A: They automatically generate common methods such as init(), repr(), and eq(), so we don’t have to write them ourselves (though we can still override them if needed).
Let's give some examples.
1. __init__()
# normal class
class BoulderingGym:
def __init__(self, place, capacity):
self.place = place
self.capacity = capacity
I learnt that while a class definition can start with or without () at the end, it would make more sense to only use () if the class you are defining is inheriting from another class, e.g. class BoulderingGym(Gym).
With a dataclass
@dataclass
class BoulderingGym:
place: str
capacity: int
If we try to create an instance without arguments:
> bouldering_gym = BoulderingGym()
Output
Traceback (most recent call last):
File "/Users/ambernguyen/Documents/Playground/playground.py", line 8, in
bouldering_gym = BoulderingGym()
TypeError: BoulderingGym.__init__() missing 2 required
positional arguments: 'place' and 'capacity'
Tadaaaa, notice how no __init__() was written for @dataclass. The dataclass generated it for us.
2. __repr__()
This stands for representation string - how your object looks when printed.
#normal class
class BoulderingGym:
def __init__(self, place, capacity):
self.place = place
self.capacity = capacity
b_gym = BoulderingGym("Australia", 1000)
print(b_gym)
Output
<__main__.BoulderingGym object at 0x10250dbe0>
If we then add __repr__() manually:
#normal class
class BoulderingGym:
def __init__(self, place, capacity):
self.place = place
self.capacity = capacity
+ def __repr__(self):
+ return ("BoulderingGym(place={}, capacity={})".format(self.place, self.capacity))

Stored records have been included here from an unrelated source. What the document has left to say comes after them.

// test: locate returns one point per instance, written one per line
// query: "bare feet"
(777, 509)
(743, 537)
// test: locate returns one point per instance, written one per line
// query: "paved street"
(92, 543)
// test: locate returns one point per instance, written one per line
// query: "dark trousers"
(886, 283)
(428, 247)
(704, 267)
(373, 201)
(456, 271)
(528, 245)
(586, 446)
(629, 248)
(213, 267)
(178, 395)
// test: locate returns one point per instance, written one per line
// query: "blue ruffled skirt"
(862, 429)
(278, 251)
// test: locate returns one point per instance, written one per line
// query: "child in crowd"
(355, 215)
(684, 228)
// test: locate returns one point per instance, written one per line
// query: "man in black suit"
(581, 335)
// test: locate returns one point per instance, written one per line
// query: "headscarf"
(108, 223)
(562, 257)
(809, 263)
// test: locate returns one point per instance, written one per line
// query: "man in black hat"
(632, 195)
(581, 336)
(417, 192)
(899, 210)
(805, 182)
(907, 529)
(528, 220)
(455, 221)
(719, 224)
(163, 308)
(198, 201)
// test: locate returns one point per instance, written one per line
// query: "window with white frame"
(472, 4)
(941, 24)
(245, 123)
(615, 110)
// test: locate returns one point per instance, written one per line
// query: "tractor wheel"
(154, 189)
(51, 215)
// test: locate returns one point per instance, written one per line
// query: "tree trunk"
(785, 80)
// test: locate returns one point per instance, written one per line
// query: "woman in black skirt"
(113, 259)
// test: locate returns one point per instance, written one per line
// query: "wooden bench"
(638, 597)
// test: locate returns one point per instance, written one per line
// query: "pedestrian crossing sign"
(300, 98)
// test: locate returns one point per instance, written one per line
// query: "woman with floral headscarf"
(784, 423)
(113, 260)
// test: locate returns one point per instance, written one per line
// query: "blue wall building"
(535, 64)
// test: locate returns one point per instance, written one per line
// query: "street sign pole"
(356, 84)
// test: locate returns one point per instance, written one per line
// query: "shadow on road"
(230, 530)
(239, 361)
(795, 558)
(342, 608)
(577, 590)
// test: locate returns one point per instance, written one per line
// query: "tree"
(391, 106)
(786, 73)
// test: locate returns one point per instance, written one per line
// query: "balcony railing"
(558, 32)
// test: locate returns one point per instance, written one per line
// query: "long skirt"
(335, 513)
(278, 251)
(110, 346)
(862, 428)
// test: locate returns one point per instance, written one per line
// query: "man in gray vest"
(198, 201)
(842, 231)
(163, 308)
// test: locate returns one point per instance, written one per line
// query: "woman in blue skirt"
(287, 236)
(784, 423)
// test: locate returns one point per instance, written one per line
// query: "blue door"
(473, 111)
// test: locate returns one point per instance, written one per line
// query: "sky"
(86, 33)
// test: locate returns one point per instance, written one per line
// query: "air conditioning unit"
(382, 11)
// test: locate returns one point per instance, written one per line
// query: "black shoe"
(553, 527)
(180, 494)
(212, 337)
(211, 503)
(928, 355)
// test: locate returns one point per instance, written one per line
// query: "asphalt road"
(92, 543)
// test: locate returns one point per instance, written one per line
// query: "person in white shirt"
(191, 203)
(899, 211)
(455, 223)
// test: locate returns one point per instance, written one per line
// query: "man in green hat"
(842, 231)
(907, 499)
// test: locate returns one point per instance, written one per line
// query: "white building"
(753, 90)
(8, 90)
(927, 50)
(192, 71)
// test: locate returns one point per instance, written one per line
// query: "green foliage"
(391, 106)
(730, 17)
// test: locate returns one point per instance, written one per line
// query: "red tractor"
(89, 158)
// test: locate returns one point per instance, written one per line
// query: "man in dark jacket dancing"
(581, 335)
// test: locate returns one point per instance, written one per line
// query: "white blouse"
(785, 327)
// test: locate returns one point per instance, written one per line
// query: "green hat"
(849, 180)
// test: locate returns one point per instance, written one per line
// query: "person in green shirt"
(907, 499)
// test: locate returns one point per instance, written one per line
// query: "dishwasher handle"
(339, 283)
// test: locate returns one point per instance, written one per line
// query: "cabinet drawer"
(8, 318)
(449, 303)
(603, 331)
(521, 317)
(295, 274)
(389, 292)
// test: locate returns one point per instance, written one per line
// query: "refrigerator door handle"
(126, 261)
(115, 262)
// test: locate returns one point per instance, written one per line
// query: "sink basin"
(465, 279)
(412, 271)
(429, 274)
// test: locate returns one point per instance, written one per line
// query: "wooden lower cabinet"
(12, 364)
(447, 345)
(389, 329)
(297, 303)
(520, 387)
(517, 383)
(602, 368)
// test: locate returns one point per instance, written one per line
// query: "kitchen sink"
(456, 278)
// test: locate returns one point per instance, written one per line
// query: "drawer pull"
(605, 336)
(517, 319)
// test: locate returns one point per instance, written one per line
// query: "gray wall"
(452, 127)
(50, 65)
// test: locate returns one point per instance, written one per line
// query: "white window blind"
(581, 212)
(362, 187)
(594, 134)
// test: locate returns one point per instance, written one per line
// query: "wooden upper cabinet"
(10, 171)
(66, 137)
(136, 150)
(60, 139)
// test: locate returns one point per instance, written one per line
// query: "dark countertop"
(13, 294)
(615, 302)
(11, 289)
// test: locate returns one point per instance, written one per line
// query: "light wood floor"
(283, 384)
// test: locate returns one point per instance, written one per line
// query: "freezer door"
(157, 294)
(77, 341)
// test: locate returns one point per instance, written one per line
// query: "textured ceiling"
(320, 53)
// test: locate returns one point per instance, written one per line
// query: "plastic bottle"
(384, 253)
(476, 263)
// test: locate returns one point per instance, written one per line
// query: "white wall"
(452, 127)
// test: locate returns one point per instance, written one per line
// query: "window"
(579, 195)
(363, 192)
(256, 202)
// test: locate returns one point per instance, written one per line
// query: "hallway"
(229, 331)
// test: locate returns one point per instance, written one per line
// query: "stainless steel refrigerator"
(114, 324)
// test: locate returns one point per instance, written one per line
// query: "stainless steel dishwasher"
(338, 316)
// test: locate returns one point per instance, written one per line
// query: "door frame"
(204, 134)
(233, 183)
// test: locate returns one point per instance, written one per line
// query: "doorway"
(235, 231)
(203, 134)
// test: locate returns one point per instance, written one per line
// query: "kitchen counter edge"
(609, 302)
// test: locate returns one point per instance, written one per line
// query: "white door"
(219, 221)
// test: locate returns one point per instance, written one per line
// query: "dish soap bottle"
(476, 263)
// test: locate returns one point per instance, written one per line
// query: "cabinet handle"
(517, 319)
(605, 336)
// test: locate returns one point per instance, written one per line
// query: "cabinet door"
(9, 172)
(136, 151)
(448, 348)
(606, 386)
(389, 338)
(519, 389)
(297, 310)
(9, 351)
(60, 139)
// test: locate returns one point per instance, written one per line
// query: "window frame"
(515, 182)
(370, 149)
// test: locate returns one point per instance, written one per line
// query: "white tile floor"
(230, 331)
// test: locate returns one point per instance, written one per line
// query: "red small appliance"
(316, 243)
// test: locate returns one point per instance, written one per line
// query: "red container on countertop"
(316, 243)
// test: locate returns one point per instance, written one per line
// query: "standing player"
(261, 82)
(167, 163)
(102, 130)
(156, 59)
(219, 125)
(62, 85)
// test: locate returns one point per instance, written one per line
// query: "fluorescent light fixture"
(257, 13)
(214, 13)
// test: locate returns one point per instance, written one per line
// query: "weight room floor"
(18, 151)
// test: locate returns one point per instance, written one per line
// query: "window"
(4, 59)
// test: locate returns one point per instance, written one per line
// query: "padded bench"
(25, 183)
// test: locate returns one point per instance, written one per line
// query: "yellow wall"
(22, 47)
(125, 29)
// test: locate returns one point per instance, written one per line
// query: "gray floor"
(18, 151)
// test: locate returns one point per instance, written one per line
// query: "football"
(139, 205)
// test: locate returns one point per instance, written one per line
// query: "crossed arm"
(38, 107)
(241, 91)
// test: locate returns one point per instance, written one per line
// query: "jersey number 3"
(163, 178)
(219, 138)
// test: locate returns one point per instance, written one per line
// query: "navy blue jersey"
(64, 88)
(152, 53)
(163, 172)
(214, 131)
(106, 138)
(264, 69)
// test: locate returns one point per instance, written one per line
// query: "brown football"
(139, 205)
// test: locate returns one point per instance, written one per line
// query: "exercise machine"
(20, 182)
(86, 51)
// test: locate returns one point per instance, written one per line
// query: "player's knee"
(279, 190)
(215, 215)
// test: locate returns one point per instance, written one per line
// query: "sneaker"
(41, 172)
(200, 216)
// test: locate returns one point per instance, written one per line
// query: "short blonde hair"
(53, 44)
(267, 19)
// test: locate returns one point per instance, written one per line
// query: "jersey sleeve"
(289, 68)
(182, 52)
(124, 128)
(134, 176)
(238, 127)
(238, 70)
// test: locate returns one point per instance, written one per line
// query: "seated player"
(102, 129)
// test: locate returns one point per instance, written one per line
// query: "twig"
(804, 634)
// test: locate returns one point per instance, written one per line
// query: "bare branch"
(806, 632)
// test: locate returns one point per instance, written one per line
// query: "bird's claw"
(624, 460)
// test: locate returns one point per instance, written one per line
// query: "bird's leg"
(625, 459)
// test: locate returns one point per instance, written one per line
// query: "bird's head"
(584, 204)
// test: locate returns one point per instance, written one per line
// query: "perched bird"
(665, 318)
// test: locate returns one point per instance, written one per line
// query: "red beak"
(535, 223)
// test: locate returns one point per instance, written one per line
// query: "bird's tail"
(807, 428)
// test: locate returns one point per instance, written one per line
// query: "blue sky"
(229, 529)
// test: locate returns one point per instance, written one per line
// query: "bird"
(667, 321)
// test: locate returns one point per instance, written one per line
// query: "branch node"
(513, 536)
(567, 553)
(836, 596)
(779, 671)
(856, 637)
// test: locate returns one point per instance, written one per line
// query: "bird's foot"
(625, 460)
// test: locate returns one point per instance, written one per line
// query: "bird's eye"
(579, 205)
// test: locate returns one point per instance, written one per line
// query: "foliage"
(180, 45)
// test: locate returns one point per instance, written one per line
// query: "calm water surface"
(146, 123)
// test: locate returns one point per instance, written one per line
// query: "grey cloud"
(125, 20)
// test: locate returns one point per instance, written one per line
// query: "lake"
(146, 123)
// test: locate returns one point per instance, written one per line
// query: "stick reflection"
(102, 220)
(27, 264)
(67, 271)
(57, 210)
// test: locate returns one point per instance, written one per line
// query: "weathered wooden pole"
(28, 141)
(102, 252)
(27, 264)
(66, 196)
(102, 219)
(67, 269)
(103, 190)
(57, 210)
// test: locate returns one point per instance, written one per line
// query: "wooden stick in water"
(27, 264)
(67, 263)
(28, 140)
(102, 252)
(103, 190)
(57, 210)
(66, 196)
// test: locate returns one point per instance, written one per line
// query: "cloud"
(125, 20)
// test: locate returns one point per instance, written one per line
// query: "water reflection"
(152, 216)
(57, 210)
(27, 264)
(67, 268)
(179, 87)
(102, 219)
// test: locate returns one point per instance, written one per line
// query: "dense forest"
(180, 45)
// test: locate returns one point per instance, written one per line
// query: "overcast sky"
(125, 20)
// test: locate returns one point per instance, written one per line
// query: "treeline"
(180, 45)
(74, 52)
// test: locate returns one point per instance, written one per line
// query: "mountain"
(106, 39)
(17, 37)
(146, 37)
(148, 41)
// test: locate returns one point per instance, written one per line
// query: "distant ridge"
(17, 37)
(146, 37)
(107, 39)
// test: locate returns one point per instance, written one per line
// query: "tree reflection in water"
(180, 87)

b_gym = BoulderingGym("Australia", 1000)
print(b_gym)
Output
BoulderingGym(place=Australia, capacity=1000)
BUT, if we use @dataclass
from dataclasses import dataclass
@dataclass
class BoulderingGym:
place: str
capacity: int
b_gym = BoulderingGym("Australia", 1000)
print(b_gym)
Output
BoulderingGym(place='Australia', capacity=1000)
Very nice, no need to write __repr__() method but it still prints some meaningful information about the object.
3. __eq__()
The__eq__() checks equality between two objects.
# normal class
class BoulderingGym:
def __init__(self, place, capacity):
self.place = place
self.capacity = capacity
def __repr__(self):
return ("BoulderingGym(place={}, capacity={})".format(self.place, self.capacity))
b_gym_1 = BoulderingGym("Australia", 1000)
b_gym_2 = BoulderingGym("Australia", 1000)
print(b_gym_1 == b_gym_2)
Output
False
For a dataclass:
from dataclasses import dataclass
@dataclass
class BoulderingGym:
place: str
capacity: int
b_gym_1 = BoulderingGym("Australia", 1000)
b_gym_2 = BoulderingGym("Australia", 1000)
print(b_gym_1 == b_gym_2)
Output
True
If we want the normal class to do the same as the dataclass, we need to define __eq__() manually to specify what being compared because currently, it is comparing the objects' id and they are different. Let's make some changes:
# normal class
class BoulderingGym:
def __init__(self, place, capacity):
self.place = place
self.capacity = capacity
def __repr__(self):
return ("BoulderingGym(place={}, capacity={})".format(self.place, self.capacity))
+ def __eq__(self, other):
+ if isinstance(other, BoulderingGym):
+ return(self.capacity, self.place) == (other.capacity, other.place)
b_gym_1 = BoulderingGym("Australia", 1000)
b_gym_2 = BoulderingGym("Australia", 1000)
print(b_gym_1 == b_gym_2)
Output
True
4. Other dataclass parameters
@dataclasses.dataclass(*, init=True, repr=True, eq=True, order=False, unsafe_hash=False, frozen=False, match_args=True, kw_only=False, slots=False, weakref_slot=False)
More information about what each parameter does can be found at dataclasses — Data Classes.
5. Setting default values
Say we want to set a default value for place:
@dataclass
class BoulderingGym:
- place: str
capacity: int
+ place: str = "Australia
b_gym_1 = BoulderingGym(1000)
print(b_gym_1)
Output
BoulderingGym(capacity=1000, place='Australia')
Notice how I shifted place to be after capacity. This is because ⚠️fields without default values cannot appear after fields with default values. Just the rule, sorry.
And that's the quick crash course on @dataclass.